Studies of Intracellular Signaling-- The possible involvement of PKC, PI3K, and PDE as mediators of the effect of ASP and insulin on FFA release was studied by investigating the effect of blockers that specifically inhibit the activity of these signaling enzymes. It is evident from the experiments presented above that the effects of ASP and insulin on FFA release were more marked in fat cells maintained in basal conditions than in norepinephrine-stimulated fat cells. For this reason and because catecholamines markedly stimulate PDE3 activity in human fat cells (40), all investigations of intracellular signaling were performed in the basal state.

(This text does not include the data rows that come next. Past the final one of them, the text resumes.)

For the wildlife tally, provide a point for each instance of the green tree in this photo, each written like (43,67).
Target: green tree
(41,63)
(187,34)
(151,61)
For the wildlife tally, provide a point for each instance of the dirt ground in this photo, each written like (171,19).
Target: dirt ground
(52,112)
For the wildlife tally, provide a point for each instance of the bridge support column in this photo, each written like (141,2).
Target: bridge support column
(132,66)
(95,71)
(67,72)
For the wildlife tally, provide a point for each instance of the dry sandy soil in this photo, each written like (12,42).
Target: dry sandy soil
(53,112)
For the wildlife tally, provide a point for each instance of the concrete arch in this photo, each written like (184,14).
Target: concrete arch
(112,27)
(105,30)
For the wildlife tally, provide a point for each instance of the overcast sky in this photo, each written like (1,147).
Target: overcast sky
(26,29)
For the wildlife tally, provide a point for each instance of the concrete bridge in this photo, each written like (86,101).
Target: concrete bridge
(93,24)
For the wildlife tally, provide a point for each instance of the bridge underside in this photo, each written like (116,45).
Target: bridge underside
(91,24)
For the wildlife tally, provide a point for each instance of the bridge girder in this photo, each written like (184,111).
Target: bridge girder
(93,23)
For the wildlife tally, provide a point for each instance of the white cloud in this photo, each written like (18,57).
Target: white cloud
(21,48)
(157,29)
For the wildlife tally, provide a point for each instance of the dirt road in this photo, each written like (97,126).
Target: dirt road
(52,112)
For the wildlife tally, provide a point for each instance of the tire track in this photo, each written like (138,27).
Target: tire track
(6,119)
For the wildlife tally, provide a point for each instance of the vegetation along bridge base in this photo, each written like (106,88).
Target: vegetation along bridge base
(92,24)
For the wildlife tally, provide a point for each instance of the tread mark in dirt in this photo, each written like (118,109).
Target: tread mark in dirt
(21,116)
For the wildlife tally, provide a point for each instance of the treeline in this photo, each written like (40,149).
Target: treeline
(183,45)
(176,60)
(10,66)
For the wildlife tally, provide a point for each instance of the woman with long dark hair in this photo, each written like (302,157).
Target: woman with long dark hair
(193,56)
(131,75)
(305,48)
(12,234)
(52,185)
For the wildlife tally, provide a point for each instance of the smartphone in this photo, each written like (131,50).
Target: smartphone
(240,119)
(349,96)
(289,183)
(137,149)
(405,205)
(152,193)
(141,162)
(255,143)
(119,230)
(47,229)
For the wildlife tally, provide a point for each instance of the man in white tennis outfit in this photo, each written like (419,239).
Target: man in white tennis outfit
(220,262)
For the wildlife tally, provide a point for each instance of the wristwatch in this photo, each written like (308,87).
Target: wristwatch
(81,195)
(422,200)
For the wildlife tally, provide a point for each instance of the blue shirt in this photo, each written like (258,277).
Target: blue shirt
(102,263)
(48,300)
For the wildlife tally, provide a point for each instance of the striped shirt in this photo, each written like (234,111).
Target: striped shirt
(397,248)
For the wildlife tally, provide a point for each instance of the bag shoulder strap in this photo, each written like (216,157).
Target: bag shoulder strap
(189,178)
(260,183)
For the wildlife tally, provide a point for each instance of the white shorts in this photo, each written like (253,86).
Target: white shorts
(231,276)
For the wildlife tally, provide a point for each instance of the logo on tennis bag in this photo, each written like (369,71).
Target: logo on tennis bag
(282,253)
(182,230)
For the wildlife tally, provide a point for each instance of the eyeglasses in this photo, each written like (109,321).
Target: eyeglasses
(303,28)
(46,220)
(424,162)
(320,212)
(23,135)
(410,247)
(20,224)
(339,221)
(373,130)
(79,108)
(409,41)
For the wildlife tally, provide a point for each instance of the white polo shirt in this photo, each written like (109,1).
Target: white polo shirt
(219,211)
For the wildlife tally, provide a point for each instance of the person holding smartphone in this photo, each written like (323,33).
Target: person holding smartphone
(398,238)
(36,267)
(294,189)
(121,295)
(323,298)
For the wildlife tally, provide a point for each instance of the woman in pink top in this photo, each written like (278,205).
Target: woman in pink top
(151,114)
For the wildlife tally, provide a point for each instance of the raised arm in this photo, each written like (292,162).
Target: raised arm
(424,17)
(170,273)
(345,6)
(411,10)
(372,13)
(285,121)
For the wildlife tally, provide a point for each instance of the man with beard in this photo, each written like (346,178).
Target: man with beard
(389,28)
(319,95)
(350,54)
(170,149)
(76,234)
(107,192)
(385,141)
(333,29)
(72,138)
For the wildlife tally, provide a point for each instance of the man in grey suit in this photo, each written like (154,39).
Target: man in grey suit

Effects of Blockers of PKC, PI3K, and PDE on FFA Release-- The possible involvement of PKC as a mediator of ASP and insulin action on FFA release was studied using the selective PKC blocker calphostin C, which interacts with the regulatory domain of PKC (41), at different concentrations ranging from 1 to 1000 nM. At these concentrations calphostin inhibits the ASP action on glucose metabolism in human cells (19). These experiments were performed in an identical way on 10 subjects. Calphostin C alone, at 1-1000 nM, inhibited basal FFA release (Fig. 4; paired t test, p < 0.01). On the other hand, calphostin C, at 1-1000 nM, did not significantly influence the effect of ASP or insulin on FFA release (Fig. 4). Note that ASP and insulin themselves decrease FFA release. Inhibition of the effect of ASP or insulin would be expected to result in an increase in FFA release as compared with the effect of ASP or insulin alone. We also investigated the action of another PKC inhibitor, bisindolylmaleimide (GF 109203X), which is a competitive inhibitor of the ATP-binding site on PKC (41) at 1 and 5 µM. This blocker did not influence ASP or the action of insulin on FFA release in a significant way (values not shown).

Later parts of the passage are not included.